Bayesian Calibration of Win Rate Estimation with LLM Evaluators
This work addresses the need for more reliable automatic evaluation in NLP, particularly for researchers and practitioners using LLMs to assess text quality, though it is incremental as it builds on existing Bayesian inference techniques.
The paper tackles the problem of unreliable win rate estimation when using LLM evaluators for text generation tasks by proposing Bayesian calibration methods, resulting in improved accuracy across six datasets including story generation, summarization, and instruction following.
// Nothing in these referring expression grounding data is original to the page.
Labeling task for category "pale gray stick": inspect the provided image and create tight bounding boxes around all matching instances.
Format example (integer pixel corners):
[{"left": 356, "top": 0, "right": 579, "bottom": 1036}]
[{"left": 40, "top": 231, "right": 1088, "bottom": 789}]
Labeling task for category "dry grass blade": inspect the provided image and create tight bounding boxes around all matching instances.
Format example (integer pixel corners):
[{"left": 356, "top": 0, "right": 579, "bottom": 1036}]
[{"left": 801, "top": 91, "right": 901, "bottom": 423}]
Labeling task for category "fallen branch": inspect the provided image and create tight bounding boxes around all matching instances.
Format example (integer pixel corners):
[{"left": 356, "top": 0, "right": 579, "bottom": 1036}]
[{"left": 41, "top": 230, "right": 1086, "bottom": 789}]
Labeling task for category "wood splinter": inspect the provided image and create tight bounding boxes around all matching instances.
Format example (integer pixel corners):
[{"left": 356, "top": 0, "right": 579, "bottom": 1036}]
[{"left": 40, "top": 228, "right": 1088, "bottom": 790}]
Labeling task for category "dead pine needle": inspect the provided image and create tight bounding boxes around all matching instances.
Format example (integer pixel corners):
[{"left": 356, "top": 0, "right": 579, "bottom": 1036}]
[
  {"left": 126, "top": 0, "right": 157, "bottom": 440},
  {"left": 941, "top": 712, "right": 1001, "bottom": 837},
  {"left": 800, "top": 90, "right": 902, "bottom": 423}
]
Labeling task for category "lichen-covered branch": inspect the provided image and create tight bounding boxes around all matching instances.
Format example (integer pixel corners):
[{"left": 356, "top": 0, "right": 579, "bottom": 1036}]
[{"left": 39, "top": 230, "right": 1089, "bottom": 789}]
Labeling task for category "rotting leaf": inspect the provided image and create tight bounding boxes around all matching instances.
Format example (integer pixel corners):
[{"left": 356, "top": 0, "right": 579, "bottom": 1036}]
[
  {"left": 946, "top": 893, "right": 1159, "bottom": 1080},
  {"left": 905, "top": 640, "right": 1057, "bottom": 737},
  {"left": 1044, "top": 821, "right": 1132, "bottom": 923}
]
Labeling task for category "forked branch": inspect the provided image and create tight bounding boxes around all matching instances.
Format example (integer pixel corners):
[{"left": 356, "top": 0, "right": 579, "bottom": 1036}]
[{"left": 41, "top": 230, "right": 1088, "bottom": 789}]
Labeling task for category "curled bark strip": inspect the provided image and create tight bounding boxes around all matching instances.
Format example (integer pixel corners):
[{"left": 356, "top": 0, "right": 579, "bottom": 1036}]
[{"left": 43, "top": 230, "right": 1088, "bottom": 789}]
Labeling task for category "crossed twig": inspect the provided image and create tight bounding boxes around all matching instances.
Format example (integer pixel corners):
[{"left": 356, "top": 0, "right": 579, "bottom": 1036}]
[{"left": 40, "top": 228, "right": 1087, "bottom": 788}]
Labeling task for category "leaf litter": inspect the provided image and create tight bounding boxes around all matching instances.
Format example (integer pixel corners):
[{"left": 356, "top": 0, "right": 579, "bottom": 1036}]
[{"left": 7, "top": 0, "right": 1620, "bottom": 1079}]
Recent advances in large language models (LLMs) show the potential of using LLMs as evaluators for assessing the quality of text generations from LLMs. However, applying LLM evaluators naively to compare or judge between different systems can lead to unreliable results due to the intrinsic win rate estimation bias of LLM evaluators. In order to mitigate this problem, we propose two calibration methods, Bayesian Win Rate Sampling (BWRS) and Bayesian Dawid-Skene, both of which leverage Bayesian inference to more accurately infer the true win rate of generative language models. We empirically validate our methods on six datasets covering story generation, summarization, and instruction following tasks. We show that both our methods are effective in improving the accuracy of win rate estimation using LLMs as evaluators, offering a promising direction for reliable automatic text quality evaluation.